In the reading I found the six confrontation steps to be very interesting and extremely important. I find that in the midst of conflict, it is hard to keep emotions in check and within this model, it is clear that emotions have to take a backseat. This concept is very emotionless. Saying that makes it sound bad, but there is a tendency for people to decide that they feel this way, and therefore they have to react a a way that is emotionally charged.
I have found that in my own life I would allow my feelings to dictate how I would approach conflict, especially with my then boyfriend and now husband. It was right before our wedding, and my laptop had completely died a week before my first final. I had a wedding playlist, all my notes for finals, a book I had been writing and all my final projects. We took my computer in to the Geek Squad and found out that my hard drive was completely broken. I burst into tears in the middle of Best Buy, while my fiance was trying to solve my computer problem and get all my data back. He got frustrated with me because I had reacted before thinking through the issue. We got into a tiff, and he basically told me that I needed to learn to not be reactionary but approach things logically. Now telling a woman this can really backfire for a man, but I realized that he was right. This problem with my computer created a conflict between us because I had gone directly to how I feel, not to what needed to happen in that moment. But while he approached the situation from a calm calculated problem solving standpoint, I approached it from a hugely emotional standpoint and created tension. Now, I do not believe that keeping ones emotions out of conflict to be easy, but I have found it to be do able after that day.
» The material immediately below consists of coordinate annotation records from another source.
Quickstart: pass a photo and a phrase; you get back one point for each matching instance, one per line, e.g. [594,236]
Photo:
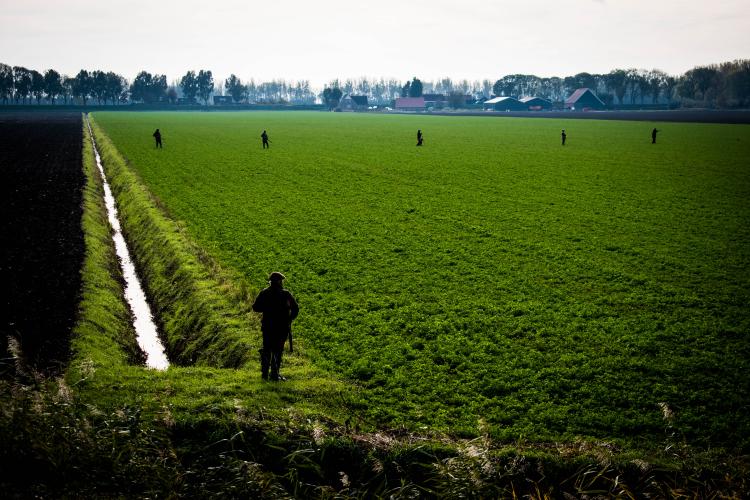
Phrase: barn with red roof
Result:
[583,99]
[410,103]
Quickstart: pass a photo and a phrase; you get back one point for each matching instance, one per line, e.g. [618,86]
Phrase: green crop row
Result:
[119,429]
[491,275]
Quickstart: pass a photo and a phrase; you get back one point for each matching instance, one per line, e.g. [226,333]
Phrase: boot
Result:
[265,364]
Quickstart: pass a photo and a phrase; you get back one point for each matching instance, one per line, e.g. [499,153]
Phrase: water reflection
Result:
[145,329]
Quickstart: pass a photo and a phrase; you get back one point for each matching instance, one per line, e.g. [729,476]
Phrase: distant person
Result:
[279,310]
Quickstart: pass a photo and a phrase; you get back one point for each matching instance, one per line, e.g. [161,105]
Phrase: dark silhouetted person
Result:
[279,310]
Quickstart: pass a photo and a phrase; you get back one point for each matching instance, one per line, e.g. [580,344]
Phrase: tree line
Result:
[717,85]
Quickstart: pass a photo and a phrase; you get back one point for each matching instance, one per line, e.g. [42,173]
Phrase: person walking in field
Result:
[279,310]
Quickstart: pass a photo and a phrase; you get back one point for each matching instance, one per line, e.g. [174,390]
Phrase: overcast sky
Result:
[326,39]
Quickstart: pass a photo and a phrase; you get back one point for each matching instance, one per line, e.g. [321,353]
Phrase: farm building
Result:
[353,103]
[504,104]
[583,99]
[536,103]
[410,103]
[435,100]
[222,100]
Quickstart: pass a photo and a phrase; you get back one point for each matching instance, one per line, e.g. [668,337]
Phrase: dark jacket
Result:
[279,310]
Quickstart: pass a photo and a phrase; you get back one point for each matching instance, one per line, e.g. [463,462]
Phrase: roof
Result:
[526,100]
[575,96]
[495,100]
[410,102]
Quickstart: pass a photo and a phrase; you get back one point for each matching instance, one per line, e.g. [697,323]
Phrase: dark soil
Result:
[41,193]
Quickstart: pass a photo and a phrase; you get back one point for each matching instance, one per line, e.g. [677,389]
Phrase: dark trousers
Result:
[270,355]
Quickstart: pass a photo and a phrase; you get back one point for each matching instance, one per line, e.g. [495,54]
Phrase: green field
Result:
[491,280]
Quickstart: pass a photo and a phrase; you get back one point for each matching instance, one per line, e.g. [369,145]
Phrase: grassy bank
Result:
[115,428]
[551,292]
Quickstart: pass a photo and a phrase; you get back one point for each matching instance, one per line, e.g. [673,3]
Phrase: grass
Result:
[550,292]
[115,428]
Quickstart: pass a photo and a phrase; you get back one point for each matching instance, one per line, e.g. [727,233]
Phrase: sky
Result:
[326,39]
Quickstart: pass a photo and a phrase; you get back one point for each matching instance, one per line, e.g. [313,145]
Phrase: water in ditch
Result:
[145,328]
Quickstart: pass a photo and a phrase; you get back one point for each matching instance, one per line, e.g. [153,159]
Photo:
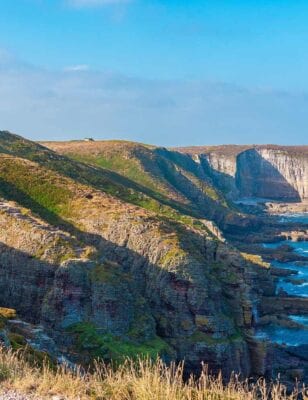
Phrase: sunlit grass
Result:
[133,380]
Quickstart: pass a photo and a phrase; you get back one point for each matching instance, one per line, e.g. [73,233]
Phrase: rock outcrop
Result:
[274,172]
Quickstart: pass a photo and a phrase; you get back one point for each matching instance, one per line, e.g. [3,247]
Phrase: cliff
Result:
[275,172]
[108,278]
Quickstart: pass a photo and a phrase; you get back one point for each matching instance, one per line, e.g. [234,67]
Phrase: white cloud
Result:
[95,3]
[44,104]
[77,68]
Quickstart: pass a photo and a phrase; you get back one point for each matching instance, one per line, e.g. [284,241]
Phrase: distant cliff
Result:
[275,172]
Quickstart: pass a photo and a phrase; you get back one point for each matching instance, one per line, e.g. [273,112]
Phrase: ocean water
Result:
[299,247]
[301,218]
[276,333]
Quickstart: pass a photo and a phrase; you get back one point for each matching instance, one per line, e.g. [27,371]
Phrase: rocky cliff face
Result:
[107,278]
[276,172]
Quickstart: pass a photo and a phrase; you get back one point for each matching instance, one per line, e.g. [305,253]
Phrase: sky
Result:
[171,73]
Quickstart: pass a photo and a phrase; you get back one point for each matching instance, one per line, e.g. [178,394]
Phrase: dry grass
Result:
[144,380]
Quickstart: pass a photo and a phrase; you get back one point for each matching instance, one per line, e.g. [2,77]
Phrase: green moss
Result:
[7,313]
[108,272]
[109,347]
[209,340]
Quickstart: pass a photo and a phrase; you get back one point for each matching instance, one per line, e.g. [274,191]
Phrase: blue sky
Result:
[164,72]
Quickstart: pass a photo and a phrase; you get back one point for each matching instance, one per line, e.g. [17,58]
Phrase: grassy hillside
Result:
[142,380]
[170,177]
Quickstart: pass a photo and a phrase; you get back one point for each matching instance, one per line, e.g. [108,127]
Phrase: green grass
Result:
[109,347]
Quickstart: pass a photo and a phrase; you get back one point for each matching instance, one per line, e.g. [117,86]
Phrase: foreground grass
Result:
[144,380]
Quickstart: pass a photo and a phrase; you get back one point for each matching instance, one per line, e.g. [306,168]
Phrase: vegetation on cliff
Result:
[134,380]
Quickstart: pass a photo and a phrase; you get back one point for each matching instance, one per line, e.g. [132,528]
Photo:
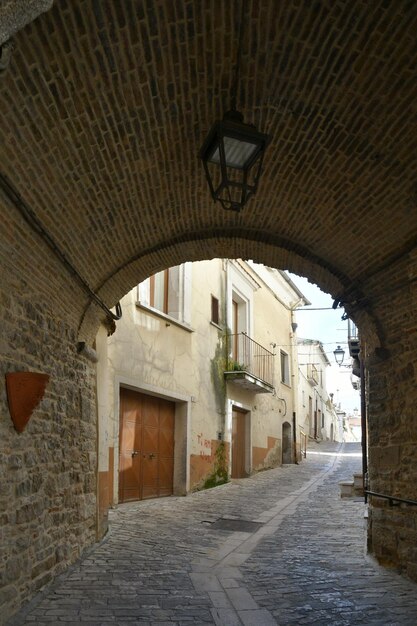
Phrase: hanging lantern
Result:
[339,355]
[232,156]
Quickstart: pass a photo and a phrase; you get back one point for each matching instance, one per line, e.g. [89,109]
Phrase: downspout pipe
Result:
[364,428]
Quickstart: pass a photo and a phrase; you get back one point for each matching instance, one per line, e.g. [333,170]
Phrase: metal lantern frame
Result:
[233,192]
[339,355]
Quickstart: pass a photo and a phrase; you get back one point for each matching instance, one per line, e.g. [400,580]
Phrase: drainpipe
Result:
[364,427]
[294,367]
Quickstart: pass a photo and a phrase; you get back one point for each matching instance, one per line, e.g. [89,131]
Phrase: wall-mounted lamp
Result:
[233,151]
[339,355]
[232,156]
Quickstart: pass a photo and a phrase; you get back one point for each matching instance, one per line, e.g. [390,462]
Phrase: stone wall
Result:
[48,472]
[392,401]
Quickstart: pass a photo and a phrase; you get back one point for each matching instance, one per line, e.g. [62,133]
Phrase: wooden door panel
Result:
[149,476]
[130,461]
[238,444]
[146,446]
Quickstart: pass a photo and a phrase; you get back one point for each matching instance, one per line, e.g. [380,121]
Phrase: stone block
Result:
[346,488]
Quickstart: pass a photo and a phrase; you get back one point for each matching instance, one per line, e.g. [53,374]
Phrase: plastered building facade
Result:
[105,107]
[213,342]
[317,412]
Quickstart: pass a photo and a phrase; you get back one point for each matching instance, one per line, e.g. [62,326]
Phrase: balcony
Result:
[312,375]
[251,366]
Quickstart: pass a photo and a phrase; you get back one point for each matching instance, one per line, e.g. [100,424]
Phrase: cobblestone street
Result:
[171,561]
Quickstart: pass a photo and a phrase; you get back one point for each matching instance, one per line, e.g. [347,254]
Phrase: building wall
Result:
[152,353]
[328,424]
[48,472]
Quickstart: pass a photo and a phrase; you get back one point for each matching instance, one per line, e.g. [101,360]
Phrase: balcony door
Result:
[239,325]
[239,443]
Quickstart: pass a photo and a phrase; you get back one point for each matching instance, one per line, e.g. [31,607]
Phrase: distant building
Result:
[317,412]
[199,381]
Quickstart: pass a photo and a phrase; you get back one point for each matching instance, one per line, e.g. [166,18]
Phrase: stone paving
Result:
[168,562]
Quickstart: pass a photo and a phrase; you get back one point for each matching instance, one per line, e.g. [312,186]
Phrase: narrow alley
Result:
[280,547]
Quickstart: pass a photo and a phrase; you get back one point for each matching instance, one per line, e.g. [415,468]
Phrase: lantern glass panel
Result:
[238,153]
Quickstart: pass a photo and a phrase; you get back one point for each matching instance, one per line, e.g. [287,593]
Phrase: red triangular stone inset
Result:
[24,392]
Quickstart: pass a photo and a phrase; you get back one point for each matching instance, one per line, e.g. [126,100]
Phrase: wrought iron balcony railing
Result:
[249,356]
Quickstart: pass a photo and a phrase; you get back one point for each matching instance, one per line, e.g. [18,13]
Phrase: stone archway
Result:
[103,114]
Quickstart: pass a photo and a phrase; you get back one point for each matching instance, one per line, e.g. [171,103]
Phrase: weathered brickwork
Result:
[48,472]
[104,108]
[393,425]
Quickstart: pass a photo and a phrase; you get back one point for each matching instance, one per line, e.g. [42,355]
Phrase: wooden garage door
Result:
[146,446]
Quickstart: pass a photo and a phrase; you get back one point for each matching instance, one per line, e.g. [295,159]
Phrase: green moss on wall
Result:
[219,475]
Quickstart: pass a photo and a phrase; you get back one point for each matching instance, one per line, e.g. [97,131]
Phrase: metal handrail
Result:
[248,355]
[391,499]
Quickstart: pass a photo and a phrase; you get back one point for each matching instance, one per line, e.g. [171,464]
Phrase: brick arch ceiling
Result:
[105,105]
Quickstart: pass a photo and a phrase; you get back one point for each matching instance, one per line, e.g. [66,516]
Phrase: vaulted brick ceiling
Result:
[105,105]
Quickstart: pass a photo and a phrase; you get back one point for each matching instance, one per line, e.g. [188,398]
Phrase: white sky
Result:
[328,327]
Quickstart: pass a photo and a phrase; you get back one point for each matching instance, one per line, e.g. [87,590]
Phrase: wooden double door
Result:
[146,446]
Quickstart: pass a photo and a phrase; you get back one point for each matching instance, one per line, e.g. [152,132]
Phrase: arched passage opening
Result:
[109,169]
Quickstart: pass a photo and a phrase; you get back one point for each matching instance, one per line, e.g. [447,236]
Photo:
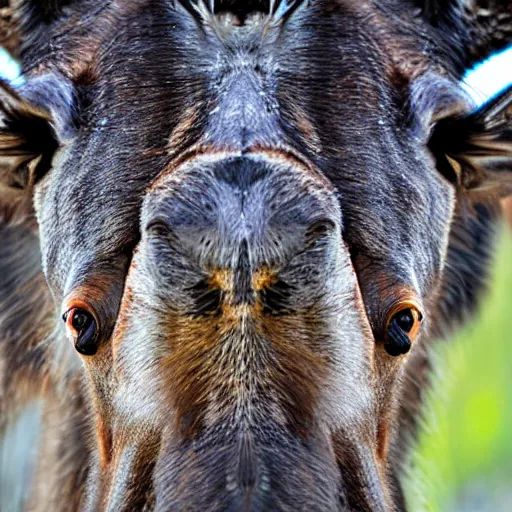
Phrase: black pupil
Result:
[81,320]
[405,320]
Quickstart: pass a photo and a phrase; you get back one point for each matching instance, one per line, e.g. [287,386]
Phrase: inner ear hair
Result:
[34,121]
[475,150]
[27,139]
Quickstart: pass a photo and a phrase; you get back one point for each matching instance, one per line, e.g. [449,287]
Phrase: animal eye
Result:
[83,327]
[402,330]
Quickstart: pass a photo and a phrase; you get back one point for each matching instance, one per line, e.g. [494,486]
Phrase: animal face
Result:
[244,215]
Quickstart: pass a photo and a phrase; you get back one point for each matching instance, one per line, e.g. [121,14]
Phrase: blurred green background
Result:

I am currently in another conflict where I have been severely wronged as an employee, and I have to confront the General Manager over the issue. I have two choices, I can approach with accusations or by using this model. I have to make a conscious effort when I walk through the door to leave my emotional state outside and be calm and respectful while also coming to a resolution that we both find satisfying. But we as people have to learn to not be controlled by our emotions in order to help resolve conflicts.